A mother is accused of bursting into a high school classroom and helping her teen daughter beat up another student, even holding the other teen and instructing her child strike the girl in the face with a combination lock, police said. Shocking, right? The fact that it involves a mother and daughter. The fact that it took place in a classroom. The fact that it didn't happen down the hall from me.
The incident occurred last Thursday in Ohio. Not in an elementary school. Those factors kept me from simply walking out the door and taking a personal day. It reminded me of all the stories I have read about awful things happening inside classrooms. High school, college, elementary, preschool. It reminded me of the first thing I learned in teacher school: Give your kids a safe place to learn, and they will. The problem with that theory is that it doesn't take into account just how difficult it is to create a bubble, a safe haven inside a torrential world that exists just outside the doors decorated with construction paper hearts.
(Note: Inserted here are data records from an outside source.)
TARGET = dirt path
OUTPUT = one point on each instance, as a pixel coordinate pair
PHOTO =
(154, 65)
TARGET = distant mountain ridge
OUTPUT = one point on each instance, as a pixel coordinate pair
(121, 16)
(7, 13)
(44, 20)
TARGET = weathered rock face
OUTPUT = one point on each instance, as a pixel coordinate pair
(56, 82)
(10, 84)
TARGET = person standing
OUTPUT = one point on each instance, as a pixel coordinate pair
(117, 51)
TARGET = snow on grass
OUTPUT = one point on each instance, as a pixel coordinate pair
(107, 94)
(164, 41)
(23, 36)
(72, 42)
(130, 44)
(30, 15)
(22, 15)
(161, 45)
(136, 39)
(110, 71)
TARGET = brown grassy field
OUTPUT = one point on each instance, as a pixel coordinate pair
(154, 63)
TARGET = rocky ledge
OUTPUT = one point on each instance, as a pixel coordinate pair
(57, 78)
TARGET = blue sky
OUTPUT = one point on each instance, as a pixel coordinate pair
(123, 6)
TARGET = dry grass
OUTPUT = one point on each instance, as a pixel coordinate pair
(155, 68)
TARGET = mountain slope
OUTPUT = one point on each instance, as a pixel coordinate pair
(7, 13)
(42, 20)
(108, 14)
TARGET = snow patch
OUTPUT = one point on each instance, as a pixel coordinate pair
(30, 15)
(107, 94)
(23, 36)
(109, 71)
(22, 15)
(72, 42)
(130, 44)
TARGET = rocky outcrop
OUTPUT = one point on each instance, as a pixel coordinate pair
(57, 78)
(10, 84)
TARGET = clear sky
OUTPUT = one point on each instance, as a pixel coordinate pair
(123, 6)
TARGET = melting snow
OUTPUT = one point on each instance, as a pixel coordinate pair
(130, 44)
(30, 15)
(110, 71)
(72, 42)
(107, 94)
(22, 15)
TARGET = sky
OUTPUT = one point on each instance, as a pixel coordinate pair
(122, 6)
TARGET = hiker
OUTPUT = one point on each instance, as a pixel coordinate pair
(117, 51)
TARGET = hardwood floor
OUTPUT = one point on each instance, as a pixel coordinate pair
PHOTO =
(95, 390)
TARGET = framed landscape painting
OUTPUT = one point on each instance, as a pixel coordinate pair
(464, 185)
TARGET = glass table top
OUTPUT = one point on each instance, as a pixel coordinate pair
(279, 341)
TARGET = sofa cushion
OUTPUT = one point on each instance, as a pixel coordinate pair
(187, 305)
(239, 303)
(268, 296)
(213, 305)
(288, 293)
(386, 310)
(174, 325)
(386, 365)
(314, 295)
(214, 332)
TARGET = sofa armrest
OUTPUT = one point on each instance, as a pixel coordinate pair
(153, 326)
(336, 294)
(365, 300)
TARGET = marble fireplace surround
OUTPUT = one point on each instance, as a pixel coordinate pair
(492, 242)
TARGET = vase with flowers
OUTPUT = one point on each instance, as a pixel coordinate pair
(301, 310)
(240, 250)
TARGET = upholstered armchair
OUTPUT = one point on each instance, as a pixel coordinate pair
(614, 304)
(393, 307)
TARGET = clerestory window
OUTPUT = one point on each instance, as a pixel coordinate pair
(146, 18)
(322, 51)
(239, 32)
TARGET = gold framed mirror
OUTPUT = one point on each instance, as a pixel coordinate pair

Whether or not this is part of some radical anti-bullying campaign in the Buckeye State, it made me tired and sad to think about all the time and effort that will now be required to generate a new bubble inside that high school. In that town. In the state. We have only recently begun to imagine solutions to the challenges of keeping our kids safe from crazed gunmen entering our schools. Now we have to turn out attention to how we keep our kids safe from crazed parents entering our schools.
I would love to say that way out here in California, in an elementary school, that I have never had to worry about such things. That wouldn't be true. That shouldn't be a surprise.